Его полированная поверхность как в зеркале отражала хрустальные бокалы, украшенные августейшими монограммами, голубой севрский фарфор, золотые десертные ножи и вилки. Такова была новая мода, введенная принцем-регентом.
Когда гул голосов затих и гости со вниманием обратили лица к принцу, его королевское высочество торжественно поднял свой бокал.
– Джентльмены, – начал он, – вот мой тост: за выдающегося чистокровного жеребца, который позволил нам сегодня насладиться великолепным зрелищем. Уверен, что нынешний день надолго сохранится в истории скачек. Итак, за несравненного Брамселя и его замечательного владельца виконта Илвертона!

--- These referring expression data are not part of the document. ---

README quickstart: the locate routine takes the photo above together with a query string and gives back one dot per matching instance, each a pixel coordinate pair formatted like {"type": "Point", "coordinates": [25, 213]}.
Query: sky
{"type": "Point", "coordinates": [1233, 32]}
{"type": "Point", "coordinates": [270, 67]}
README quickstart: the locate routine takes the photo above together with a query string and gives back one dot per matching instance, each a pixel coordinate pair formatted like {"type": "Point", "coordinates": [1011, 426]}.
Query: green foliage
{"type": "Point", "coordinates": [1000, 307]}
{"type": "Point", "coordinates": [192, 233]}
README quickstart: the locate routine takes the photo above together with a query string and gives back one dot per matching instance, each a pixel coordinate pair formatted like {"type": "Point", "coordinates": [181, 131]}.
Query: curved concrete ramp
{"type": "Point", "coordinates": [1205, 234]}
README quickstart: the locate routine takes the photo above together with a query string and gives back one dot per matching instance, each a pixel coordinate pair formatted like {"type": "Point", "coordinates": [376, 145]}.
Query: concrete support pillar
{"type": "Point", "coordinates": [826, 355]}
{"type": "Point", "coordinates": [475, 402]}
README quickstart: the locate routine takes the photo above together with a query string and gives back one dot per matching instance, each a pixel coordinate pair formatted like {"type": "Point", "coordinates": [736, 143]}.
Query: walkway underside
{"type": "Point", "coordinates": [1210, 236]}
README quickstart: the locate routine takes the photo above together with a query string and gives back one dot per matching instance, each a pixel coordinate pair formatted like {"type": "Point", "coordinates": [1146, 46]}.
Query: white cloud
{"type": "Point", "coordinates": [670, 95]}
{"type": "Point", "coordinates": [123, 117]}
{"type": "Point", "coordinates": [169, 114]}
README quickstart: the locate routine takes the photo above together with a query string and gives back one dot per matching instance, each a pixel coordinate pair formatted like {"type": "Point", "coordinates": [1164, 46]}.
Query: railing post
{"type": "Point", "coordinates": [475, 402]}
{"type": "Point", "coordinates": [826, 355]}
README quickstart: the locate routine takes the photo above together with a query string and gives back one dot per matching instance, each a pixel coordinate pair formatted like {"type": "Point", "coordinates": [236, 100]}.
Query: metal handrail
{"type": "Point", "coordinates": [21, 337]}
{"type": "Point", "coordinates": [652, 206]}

Гости шумно встали, за исключением довольного виконта, оставшегося сидеть в конце стола. Поднялись бокалы, и девятнадцать голосов дружно воскликнули:
– Брамсель! Илвертон!
Когда принц-регент сел на свое место и гости последовали его примеру, поднялся виконт.
Выглядел он, вне всяких сомнений, весьма элегантно и изысканно. Все присутствующие как один с одобрением посмотрели на его галстук, завязанный совершенно новым, невиданным узлом.
Негромким, но невольно привлекающим к себе внимание голосом, свидетельствующим о том, что наряду со множеством прочих достоинств виконт обладает и незаурядным даром красноречия, он произнес:
– Ваше королевское высочество, друзья мои, позвольте поблагодарить вас за лестную оценку, данную моему жеребцу. Догадываюсь, что любой из нас в случае такого же успеха его лошади на скаковой дорожке, какой выпал на мою долю сегодня, мог бы сказать определенно – расцвет этого королевского спорта наступил благодаря благосклонному вниманию, поддержке и, я не побоюсь этого слова, вдохновляющему примеру со стороны самого выдающегося среди нас спортсмена – его высочества принца-регента.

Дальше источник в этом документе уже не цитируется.